Jakarta (Uritanet) : 

Persidangan perkara Nomor 236/G/2025/PTUN.JKT kembali digelar oleh Pengadilan Tata Usaha Negara (PTUN) Jakarta, Rabu (12/11/2025). Sidang ini menjadi sorotan publik karena menyangkut sengketa lahan antara warga penghuni dan Inkopal, dengan substansi utama terkait proses penerbitan Hak Pengelolaan Lahan (HPL) yang dinilai menyimpang dari ketentuan hukum.

Kuasa hukum penggugat, Subali, SH, menegaskan kepada majelis hakim bahwa akar masalah bukan hanya administratif, melainkan menyentuh sisi keadilan sosial dan kemanusiaan. Ia menilai, negara harus hadir untuk menjembatani konflik dan memastikan proses hukum berjalan sesuai asas keadilan.

“Kami sudah bersurat ke Fakultas Hukum Universitas Indonesia dan telah mendapat calon ahli hukum tanah yang berkompeten. Kami berharap saksi ahli berasal dari dosen senior karena perkara ini menyangkut konversi tanah negara,” ujar Subali dengan nada tegas setelah persidangan.

Ia juga menekankan, hukum tertinggi adalah perdamaian, bukan sekadar kemenangan satu pihak. Namun hingga kini, belum ada kesepahaman antara warga dengan pihak Inkopal.

“Kami berharap negara hadir sebagai penengah, bukan membiarkan warga berjuang sendiri,” tambahnya.

Semangat TNI untuk rakyat, rakyat untuk TNI harus diwujudkan dalam tindakan nyata. Kami yakin Bapak Menhan akan merespons positif langkah mediasi ini demi kepentingan bersama, ungkap Subali.

Tak hanya itu, ia juga mengingatkan agar tidak ada tindakan pengosongan lahan sebelum ada putusan hukum tetap (inkracht) dari pengadilan. Menurutnya, pengosongan sebelum keputusan final merupakan pelanggaran terhadap asas negara hukum yang melindungi hak-hak warga negara.

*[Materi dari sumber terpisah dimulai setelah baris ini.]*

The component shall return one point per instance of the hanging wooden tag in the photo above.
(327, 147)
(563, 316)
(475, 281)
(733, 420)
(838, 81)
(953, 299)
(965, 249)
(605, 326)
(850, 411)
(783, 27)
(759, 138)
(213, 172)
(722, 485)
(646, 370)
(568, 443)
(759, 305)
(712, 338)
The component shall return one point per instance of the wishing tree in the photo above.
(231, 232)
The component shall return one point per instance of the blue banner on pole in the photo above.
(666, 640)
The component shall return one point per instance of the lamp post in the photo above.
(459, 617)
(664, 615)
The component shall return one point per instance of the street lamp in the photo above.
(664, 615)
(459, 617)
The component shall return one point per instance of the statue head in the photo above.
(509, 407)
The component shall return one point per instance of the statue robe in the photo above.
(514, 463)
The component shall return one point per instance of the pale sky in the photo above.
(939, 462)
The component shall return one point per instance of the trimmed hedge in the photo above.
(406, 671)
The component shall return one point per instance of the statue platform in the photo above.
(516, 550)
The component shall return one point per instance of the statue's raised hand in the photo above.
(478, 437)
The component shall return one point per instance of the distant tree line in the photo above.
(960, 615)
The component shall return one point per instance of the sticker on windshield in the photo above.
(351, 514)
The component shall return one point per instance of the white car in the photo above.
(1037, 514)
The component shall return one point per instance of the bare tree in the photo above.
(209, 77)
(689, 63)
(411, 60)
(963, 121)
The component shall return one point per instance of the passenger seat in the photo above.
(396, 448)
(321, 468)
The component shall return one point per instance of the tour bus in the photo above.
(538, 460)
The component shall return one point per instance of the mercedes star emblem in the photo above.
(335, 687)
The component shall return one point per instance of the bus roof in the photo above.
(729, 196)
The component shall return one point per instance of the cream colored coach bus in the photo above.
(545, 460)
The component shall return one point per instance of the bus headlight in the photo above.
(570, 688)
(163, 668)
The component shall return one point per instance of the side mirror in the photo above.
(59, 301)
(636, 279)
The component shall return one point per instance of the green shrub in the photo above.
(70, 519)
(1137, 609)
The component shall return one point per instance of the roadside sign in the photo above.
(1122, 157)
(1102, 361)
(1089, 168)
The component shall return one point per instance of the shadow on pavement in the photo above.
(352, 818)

“Negara kita ini negara hukum. Jangan sampai ada pengosongan tanpa putusan pengadilan. Warga sudah menempati lahan itu sejak masih berstatus tanah negara,” tegasnya lagi.

Pihak penggugat tetap optimistis bahwa majelis hakim akan mengabulkan gugatan mereka. Berdasarkan logika hukum dan ketentuan Peraturan Pemerintah Nomor 9 Tahun 1965, tanah negara yang tidak digunakan untuk kepentingan bisnis semestinya dikonversi menjadi HPL agar bisa dimanfaatkan masyarakat secara adil dan sah.

“Seharusnya tanah negara dikonversi dulu menjadi HPL, baru dilekati hak guna bangunan sesuai pemanfaatannya. Karena proses itu tidak dijalankan sebagaimana mestinya, akhirnya janji kepada warga menjadi terputus. Kami berharap majelis hakim bisa memutus dengan seadil-adilnya,” tutup Subali penuh harap.

Sidang lanjutan dijadwalkan pekan depan, dengan agenda pemeriksaan saksi ahli dari kalangan akademisi hukum tanah. Publik menanti langkah konkret negara untuk memastikan keadilan benar-benar hadir, bukan hanya dalam teks hukum, tetapi juga dalam kehidupan rakyat yang menggantungkan harapan pada tanah yang mereka pijak.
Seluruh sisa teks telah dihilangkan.